Japan nationalists protest China 'invasion'

Nationalist groups rallied in Japan on Saturday against China's "invasion" into Japanese islands, scuffling with men who tried to block the march through central Tokyo streets. Skip related content

Japanese national flags fluttered in a park in the capital as more than 1,000 people gathered for the second major rally since a bitter territorial row flared up over a maritime incident last month near the disputed islands.

Banners carried such messages as "Japan is in danger!" and "Don't forgive invader China".

As demonstrators left the park and started a march, two young men, believed to be Chinese, sat in the street to stop the rally.

One of their banners warned against exclusionism and read: "Stop fuelling harassment towards Chinese residents in Japan".

The two scuffled with Japanese nationalists and were dragged away by police officers. They were immediately released, according to police.

At the start of the rally, Asako Ogura, a lawyer who belongs to the conservative Sunrise Party, drew large cheers as she took up a microphone to claim China had been ungrateful to Japan.

"We Japanese have long extended official development assistance by using taxpayers' money, and the Chinese economy has grown to surpass the Japanese.

"But China used its economic power to build up its military and now demands we hand over Senkaku and Okinawa on the back of the military power," she said.

"Our fathers and mothers boldly fought Western powers 60 years ago.
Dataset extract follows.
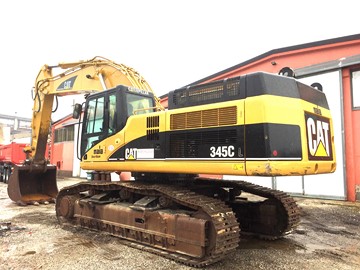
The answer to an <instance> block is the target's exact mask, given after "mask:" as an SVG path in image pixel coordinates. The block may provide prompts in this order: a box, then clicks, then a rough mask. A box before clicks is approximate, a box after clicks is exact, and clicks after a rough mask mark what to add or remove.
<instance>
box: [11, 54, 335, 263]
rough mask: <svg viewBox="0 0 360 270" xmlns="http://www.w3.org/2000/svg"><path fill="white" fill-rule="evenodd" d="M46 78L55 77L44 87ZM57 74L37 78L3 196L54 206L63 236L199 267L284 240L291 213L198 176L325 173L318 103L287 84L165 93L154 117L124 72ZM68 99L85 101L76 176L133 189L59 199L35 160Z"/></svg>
mask: <svg viewBox="0 0 360 270" xmlns="http://www.w3.org/2000/svg"><path fill="white" fill-rule="evenodd" d="M55 67H59V68H62V69H65V71H64V72H63V73H60V74H59V75H56V76H53V75H52V69H54V68H55ZM55 67H51V66H47V65H45V66H44V67H43V68H42V69H41V71H40V73H39V75H38V77H37V80H36V84H35V88H34V109H33V111H34V112H33V120H32V130H33V134H32V144H31V146H30V147H28V148H27V149H26V152H27V154H28V159H27V161H26V163H25V164H24V165H22V166H17V167H16V168H15V170H14V172H13V174H12V175H11V177H10V180H9V186H8V194H9V197H10V198H11V199H12V200H13V201H15V202H18V203H19V204H30V203H34V202H44V201H51V200H55V199H56V206H55V207H56V215H57V218H58V220H59V222H60V223H61V224H70V225H72V226H81V227H85V228H89V229H93V230H99V231H103V232H107V233H109V234H112V235H115V236H119V237H121V238H122V239H124V242H125V243H127V244H129V245H131V246H134V247H138V248H141V249H142V250H146V251H149V252H152V253H156V254H159V255H161V256H164V257H167V258H170V259H173V260H175V261H178V262H181V263H184V264H187V265H190V266H194V267H202V266H205V265H209V264H211V263H214V262H216V261H219V260H221V259H223V258H224V257H225V256H227V255H228V254H229V253H231V252H232V251H234V250H235V249H236V247H237V246H238V243H239V239H240V235H242V234H247V235H255V236H259V237H262V238H265V239H277V238H279V237H282V236H283V235H285V234H287V233H289V232H290V231H291V230H292V229H293V228H294V226H296V225H297V224H298V222H299V210H298V207H297V205H296V203H295V201H294V200H293V199H292V198H291V197H290V196H289V195H287V194H286V193H284V192H281V191H277V190H272V189H268V188H265V187H261V186H257V185H254V184H251V183H249V182H246V181H230V180H216V179H211V178H205V177H203V176H202V177H201V176H199V174H217V175H219V174H221V175H243V176H285V175H286V176H291V175H308V174H319V173H330V172H333V171H335V168H336V161H335V151H334V138H333V134H334V133H333V125H332V119H331V115H330V111H329V106H328V103H327V100H326V97H325V95H324V93H323V92H321V91H319V90H318V89H315V88H313V87H310V86H307V85H305V84H302V83H300V82H299V81H297V80H295V79H294V78H289V77H284V76H279V75H274V74H268V73H262V72H257V73H252V74H247V75H243V76H240V77H236V78H229V79H226V80H221V81H216V82H211V83H206V84H202V85H196V86H190V87H185V88H181V89H177V90H174V91H171V92H170V93H169V96H168V98H169V99H168V103H169V107H168V110H164V109H163V107H162V106H161V105H160V103H159V100H158V98H156V97H155V96H154V93H153V92H152V91H151V88H150V87H149V85H148V84H147V83H146V81H145V80H144V79H143V78H142V77H141V76H140V75H139V74H138V73H137V72H136V71H134V70H133V69H131V68H129V67H126V66H124V65H119V64H116V63H114V62H112V61H109V60H107V59H104V58H100V57H95V58H94V59H91V60H89V61H82V62H77V63H67V64H59V65H58V66H55ZM92 92H97V93H92ZM74 93H88V94H87V95H86V102H85V105H80V104H77V105H76V106H75V110H74V116H79V115H81V114H82V115H83V117H82V118H81V117H80V119H82V121H81V122H80V120H79V123H81V126H82V128H81V136H79V137H80V139H79V140H80V144H79V145H80V147H79V154H80V156H81V168H82V169H85V170H91V171H94V172H96V173H101V175H104V173H110V172H132V176H133V179H134V180H135V181H106V179H107V177H105V180H104V177H97V178H96V180H94V181H84V182H80V183H78V184H75V185H73V186H69V187H65V188H63V189H62V190H60V191H59V192H58V189H57V185H56V167H55V166H52V165H48V164H47V162H46V160H45V159H44V153H45V148H46V141H47V138H48V132H49V125H50V121H51V110H52V104H53V100H54V96H63V95H68V94H74ZM99 179H100V180H99ZM244 195H250V199H249V198H248V199H247V198H246V197H245V196H244ZM254 198H256V199H254Z"/></svg>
Now let's fight the Chinese communists and their puppet government led by the Democratic Party of Japan!"

Organisers estimated the crowd at more than 2,000 people, and said Internet broadcasts of the event drew 10,000 viewers.

The march continued to another central Tokyo park near the Chinese embassy.

At the centre of the dispute is a chain of uninhabited islands in the East China Sea, called Senkaku in Japanese and Diaoyu in Chinese. The isles lie between Japan's Okinawa island and Taiwan.

The most bitter row in years between Asia's two biggest economies was sparked by Japan's arrest on September 8 of a Chinese trawler captain whose vessel had collided with two Japanese coastguard ships near the islands.

There has been a thaw in recent days, with China releasing the last of four Japanese men held for allegedly filming a military site.